There are two screws as you mention which can be removed from the antennas base unit (they are not on the backside, they are on the front), allowing the coverplate to be removed, which usually covers the swirling up chamber (the plastic gear drives "layer" as it may be called since it is the villian here, and all villians need layers). Once this is removed, the plastic dish/disk/outter shell of the layer, can be easily removed. Now one can with patience and jiggleing press the antenna down (this is best done when activating the down funtion of the antenna by turning the stereo on, listening to the motor try to push the antenna up, with no result, then as it trys to pull it down, the additional downforce of pressing the antenna down, in my experience, has enganged the villian tube into its round gear drive, spitting the uncoiled plastic gear tube out into the trunk). Pressing down onteh antenna the whole time. Do not worry, it will coil itself back up later.
Refer to previous post for repair steps from here on out.
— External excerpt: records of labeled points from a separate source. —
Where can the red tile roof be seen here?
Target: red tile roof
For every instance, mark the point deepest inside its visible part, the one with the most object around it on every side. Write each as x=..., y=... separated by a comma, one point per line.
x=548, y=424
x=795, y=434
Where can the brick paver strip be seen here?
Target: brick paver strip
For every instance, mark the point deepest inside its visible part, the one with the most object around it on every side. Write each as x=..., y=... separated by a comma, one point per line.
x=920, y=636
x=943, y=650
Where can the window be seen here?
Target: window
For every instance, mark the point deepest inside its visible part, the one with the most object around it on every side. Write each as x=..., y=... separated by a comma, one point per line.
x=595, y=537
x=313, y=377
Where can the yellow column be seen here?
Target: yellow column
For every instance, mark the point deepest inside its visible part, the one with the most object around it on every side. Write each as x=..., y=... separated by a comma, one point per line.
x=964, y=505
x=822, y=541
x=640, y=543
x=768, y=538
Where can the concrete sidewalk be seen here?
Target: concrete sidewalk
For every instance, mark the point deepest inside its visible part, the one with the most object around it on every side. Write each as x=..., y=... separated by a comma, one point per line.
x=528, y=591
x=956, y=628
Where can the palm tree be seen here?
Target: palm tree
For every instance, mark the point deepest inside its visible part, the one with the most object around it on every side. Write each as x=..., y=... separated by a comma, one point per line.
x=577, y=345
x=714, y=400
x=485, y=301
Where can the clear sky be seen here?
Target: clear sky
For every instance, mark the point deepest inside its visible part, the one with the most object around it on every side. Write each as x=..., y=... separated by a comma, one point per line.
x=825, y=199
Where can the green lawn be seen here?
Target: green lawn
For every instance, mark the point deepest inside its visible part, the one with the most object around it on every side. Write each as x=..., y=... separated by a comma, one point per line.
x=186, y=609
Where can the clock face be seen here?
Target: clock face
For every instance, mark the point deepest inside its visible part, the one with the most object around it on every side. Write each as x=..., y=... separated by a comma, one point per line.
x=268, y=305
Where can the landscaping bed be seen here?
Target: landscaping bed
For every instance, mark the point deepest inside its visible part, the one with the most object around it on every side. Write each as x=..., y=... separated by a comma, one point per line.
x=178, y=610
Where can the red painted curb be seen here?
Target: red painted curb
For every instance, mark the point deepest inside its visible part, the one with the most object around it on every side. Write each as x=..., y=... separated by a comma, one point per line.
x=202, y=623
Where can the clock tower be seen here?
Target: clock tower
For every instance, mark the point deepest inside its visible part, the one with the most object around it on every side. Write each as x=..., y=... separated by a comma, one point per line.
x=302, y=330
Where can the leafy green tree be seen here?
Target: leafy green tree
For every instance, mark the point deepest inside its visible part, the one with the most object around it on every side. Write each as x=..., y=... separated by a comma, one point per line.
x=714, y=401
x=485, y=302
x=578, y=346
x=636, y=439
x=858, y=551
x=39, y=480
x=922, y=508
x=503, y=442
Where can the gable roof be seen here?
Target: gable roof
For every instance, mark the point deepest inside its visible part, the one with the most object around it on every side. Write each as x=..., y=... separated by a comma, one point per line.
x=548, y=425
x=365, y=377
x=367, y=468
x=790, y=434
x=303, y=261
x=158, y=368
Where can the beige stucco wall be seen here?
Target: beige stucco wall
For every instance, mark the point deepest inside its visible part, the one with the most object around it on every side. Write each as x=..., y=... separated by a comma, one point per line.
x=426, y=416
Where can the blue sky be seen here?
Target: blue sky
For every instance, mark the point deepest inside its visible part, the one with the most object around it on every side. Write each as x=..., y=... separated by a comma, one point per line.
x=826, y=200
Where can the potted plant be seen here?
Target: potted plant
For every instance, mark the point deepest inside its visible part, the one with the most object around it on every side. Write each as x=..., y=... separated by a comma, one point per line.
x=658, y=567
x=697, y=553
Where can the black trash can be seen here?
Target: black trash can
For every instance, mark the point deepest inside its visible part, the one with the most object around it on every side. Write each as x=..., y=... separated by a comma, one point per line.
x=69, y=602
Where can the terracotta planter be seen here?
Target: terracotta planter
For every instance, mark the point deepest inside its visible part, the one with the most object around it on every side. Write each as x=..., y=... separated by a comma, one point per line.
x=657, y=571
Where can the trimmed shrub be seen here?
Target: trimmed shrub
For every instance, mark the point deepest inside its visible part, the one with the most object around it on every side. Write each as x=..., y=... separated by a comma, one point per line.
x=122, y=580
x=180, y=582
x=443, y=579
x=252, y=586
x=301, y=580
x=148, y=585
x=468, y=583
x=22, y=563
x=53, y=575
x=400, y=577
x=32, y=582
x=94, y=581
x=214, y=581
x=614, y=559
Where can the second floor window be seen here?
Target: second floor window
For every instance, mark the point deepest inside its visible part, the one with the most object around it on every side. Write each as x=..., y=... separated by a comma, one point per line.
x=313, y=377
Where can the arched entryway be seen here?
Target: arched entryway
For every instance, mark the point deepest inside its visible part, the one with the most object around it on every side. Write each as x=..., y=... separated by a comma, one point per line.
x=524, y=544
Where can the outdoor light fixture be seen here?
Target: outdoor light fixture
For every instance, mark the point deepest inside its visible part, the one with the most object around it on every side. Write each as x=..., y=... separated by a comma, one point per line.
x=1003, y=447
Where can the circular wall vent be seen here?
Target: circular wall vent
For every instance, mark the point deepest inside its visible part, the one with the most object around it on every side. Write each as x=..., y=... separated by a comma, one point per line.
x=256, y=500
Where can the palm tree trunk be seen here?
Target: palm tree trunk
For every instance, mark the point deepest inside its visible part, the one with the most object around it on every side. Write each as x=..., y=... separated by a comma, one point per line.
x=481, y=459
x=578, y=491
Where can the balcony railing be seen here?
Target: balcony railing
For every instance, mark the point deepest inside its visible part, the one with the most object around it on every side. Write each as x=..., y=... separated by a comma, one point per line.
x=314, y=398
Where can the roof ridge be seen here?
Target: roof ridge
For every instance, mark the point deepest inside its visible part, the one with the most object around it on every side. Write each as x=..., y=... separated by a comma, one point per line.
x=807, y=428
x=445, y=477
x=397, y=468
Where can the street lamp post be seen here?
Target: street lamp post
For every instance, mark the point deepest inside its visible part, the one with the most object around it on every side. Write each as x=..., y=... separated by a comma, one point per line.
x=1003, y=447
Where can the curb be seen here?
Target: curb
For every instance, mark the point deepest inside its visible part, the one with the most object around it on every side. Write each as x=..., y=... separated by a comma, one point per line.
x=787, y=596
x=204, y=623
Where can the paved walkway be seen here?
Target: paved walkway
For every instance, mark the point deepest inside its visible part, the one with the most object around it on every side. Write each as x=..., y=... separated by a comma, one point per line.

Turns out that many cars have the same unit design. I did this repair to my old 300ZXTT, when the plastic gear drive was broken about 12-14 inches below the top. I simply discarded the extra, reattached the new top of the plastic gear drive (broken end), then reassembled. The antenna then went up about 8 inches less, but worked fine. Why? Because there was an extra 6 or so inches in the layer at stock heights full raise, that was now being used. So, it was pushing the whole plastic drive gear up, through, and out the other side of the round gear drives teeth. BUT, gravity made sure it was there, sitting on those same teeth, ready to pull down, whenever they spun the other way.
Important point, when at my vacation house in Sweden where my car lives, I often have lots of free time between the rest and relaxation. So I take the time to do unessasary things like this, because I enjoy the challenge of repairing the unrepairable.
For me it is not a cost issue, or I would just buy another one. I do feel though that in the last 7 to 8 years I have met many NSX owners like myself that enjoy the challenge, increased technical understanding, and satifaction of a the completed job....and hey, if it saves a few bucks, then so be it. To each his own, and good luck too all you with this problem.